Being a Scandinavian duo it just felt natural to present a piece that reflects our heritage and mood. Many of us have as children been scared by the frightening theme in ‘The Hall of the Mountain King’. Now it’s pay back time, even if we are not so sure we would ever like to be referred to as ‘scary guitarists’ in, let’s say, a critics review...
    Edvard Grieg is by far Norway’s most celebrated composer, not least thanks to his two Peer Gynt suites. Curiously enough though, he was very close to not composing them: The equally famous Norwegian writer Henrik Ibsen asked him in 1874 to write music for his play ‘Peer Gynt’, which he had written 7 years earlier, in order to increase his chances to getting it performed. Grieg wasn’t very fond of the idea, but as he at the time suffered from a kind of negative cash flow—a phenomenon well known to many artists and often referred to as ‘being broke’—he finally agreed.

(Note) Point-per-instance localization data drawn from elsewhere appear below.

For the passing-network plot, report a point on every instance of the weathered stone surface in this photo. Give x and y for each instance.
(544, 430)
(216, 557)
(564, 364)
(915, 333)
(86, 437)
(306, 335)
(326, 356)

    He wrote a total of 23 movements for the play and then later selected the most effective ones and assembled them on purely musical grounds into the two orchestral suites, each of four movements.
    Originally we planned to perform the ‘Mountain King’s’ characteristic finale with the kind of leg cymbals you sometimes see street musicians use, but they made us look less chic in our tails so we had to settle for good old foot stomping instead.